London (CNN) -- One year ago, Lord Justice Leveson
delivered his damning report on the "culture, practices and ethics" of
the British press. Called into action following the revelations of
widespread phone hacking at the best-selling (and now defunct) News of
the World tabloid, Leveson concluded that sections of the press "had
wreaked havoc with the lives of innocent people whose rights and
liberties have been disdained."
Leveson called for a new
form of independent press self-regulation to be overseen by a
recognition body established in law to replace the industry-backed Press
Complaints Commission (PCC) that had, by that time, been utterly
discredited.
One year on and the
situation is a mess. First, the press barons, including News Corp's
Rupert Murdoch and the Daily Mail's Paul Dacre, launched a vicious
assault on Leveson's proposals, arguing that any form of statutory
regulation constituted the end of "300 years of press freedom."
This is despite the fact that the press are already subject to multiple
forms of statute (including libel and contempt of court) and in receipt
of public money via their exemption from sales taxes.
This is also despite the
fact that Leveson himself wrote: "[N]ot a single witness has proposed
that the Government or Parliament should themselves be involved in the
regulation of the press. I have not contemplated and do not make any
such proposal."
Under pressure from this
sustained campaign of press self-interest, the government, supported by
all the main parties, attempted a compromise by enshrining Leveson's
recommendations in what was supposed to be a less controversial
instrument, a Royal Charter (the same body to which the BBC is
accountable), that was signed off
late last month. The press responded with another hissy fit, announcing
that they would ignore the Charter and instead proceeded to set up
their own outfit, the Independent Press Standards Organisation (IPSO),
seen by some as a PCC Mark 2.
We should not have been
surprised. Nick Davies, the Guardian journalist who did so much to
expose the original phone hacking story, wrote
immediately after the publication of Leveson's report of the real
danger that the debate will now "be conducted under the same old rules
-- of falsehood, distortion and bullying."
So while we read endless stories about how we now have a "Ministry of Truth"
and a "Politicians' Charter" (despite the fact that IPSO would have
members of the Houses of Lords with close connections to the newspaper
industry in powerful positions), no one has yet been able to provide a
single example of how an oversight body of a self-regulator with no
remit whatsoever to impose restraints on journalists will be able,
single-handedly, to undermine what is regularly described as our
"raucous" press.
Meanwhile, in a press
culture that has allegedly been "chilled" in the post-Leveson era, the
Daily Mail found the courage to attack the late Ralph Miliband, father
of Labour leader Ed Miliband, as a man "who hated Britain" (an attack that Miliband Jr. responded to robustly) while the Sun managed to find evidence of 600,000 "benefit tourists" in the UK, a claim it quickly had to refute.

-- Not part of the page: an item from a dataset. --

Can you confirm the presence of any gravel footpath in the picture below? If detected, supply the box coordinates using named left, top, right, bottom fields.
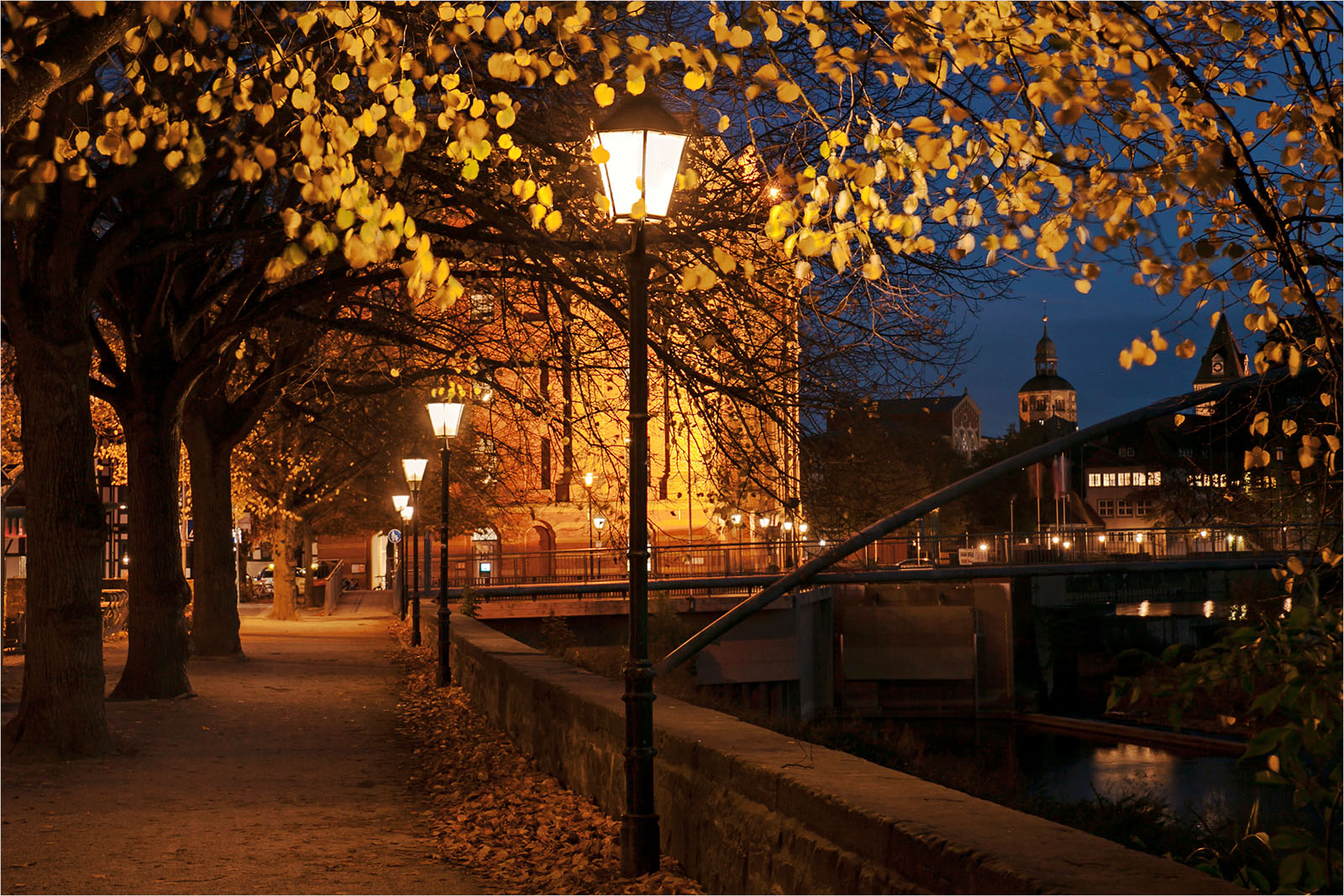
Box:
left=0, top=595, right=497, bottom=893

Even more significantly, we have discovered that our "raucous" tabloids love free speech so much that they have accused
the Guardian of "treason" in exposing the existence of state-sponsored
surveillance systems run by the U.S. National Security Agency and GCHQ,
its British equivalent.
Press power, as Nick
Davies predicted, has been effectively mobilized since Leveson released
his report last year. This disguises the fact that his recommendations,
together with those embedded in the Royal Charter, are rather modest and
will not end press freedom or chill investigative journalism. Indeed,
there are elements of the Charter that should help to iron out some of
the worst examples of intrusion and inaccuracy while access for ordinary
people to a low-cost arbitration system might help to prevent some of
the most damaging excesses of sensationalist reporting.
However, the proposals,
as contained in both the Charter and the Leveson Report, fail to tackle
the structural causes of the phone hacking crisis: the determination of a
highly ideological and competitive press to increase circulation and
secure exclusives and influence by any means necessary. Without
challenging the underlying conditions that gave rise to the current
crisis, the whole regulation debate has been subject to precisely the
power relations it sought to investigate and hold to account.
Press power has
consistently attempted to challenge, undermine and distort proceedings
in the hope that things will soon return to normal and that proprietors
can once again invite politicians to their yachts and to ride horses with them without a word being said.
This reflects some of
the weaknesses of the Leveson Inquiry, which heard a vast amount of
evidence about the extent of corporate lobbying and intimate relations
between media executives and ministers but shied away from making any
meaningful changes to media ownership rules that might make individual
companies less powerful and therefore politicians less likely to kowtow
towards them. The same goes for evidence about police corruption -- many
examples were provided to the Inquiry about a "network of corrupted officials" but the idea that there was an institutional problem was dismissed.
Corrupt organizations,
complicit relationships and corrosive systems were therefore
simultaneously exposed but also stripped of their systemic character in
order to pursue politically pragmatic resolutions.
That pragmatism has now
fallen foul of the continuing power of the press -- aided, not
undermined, by its online presence -- and as we move towards a general
election in 2015, there is likely to be even less of an appetite among
politicians of all parties to tackle the issue of concentrated media
power.
It would be a huge
mistake to shrug our shoulders and to say that this is simply the result
we were always going to get. Time after time, newspaper readers have
shown in polls
that they trust neither politicians nor proprietors to deliver an
ethical and independent press while a substantial majority of the public
wants to see action taken
to limit the size and influence of the largest media outlets. However,
it does seem that, for now, corporate media interests have outmaneuvered
those fighting for meaningful change.
Leveson confirmed what
many people knew to be happening: that politicians, media executives and
senior police chiefs were in each other's pockets and that the press
serves largely the corporate, rather than the public, interest. There is
no reason to think that anything has changed since the report was
published and it will require action far beyond that of a public inquiry
to tackle the problems that Lord Justice Leveson raised a year ago and
that still wait to be adequately addressed.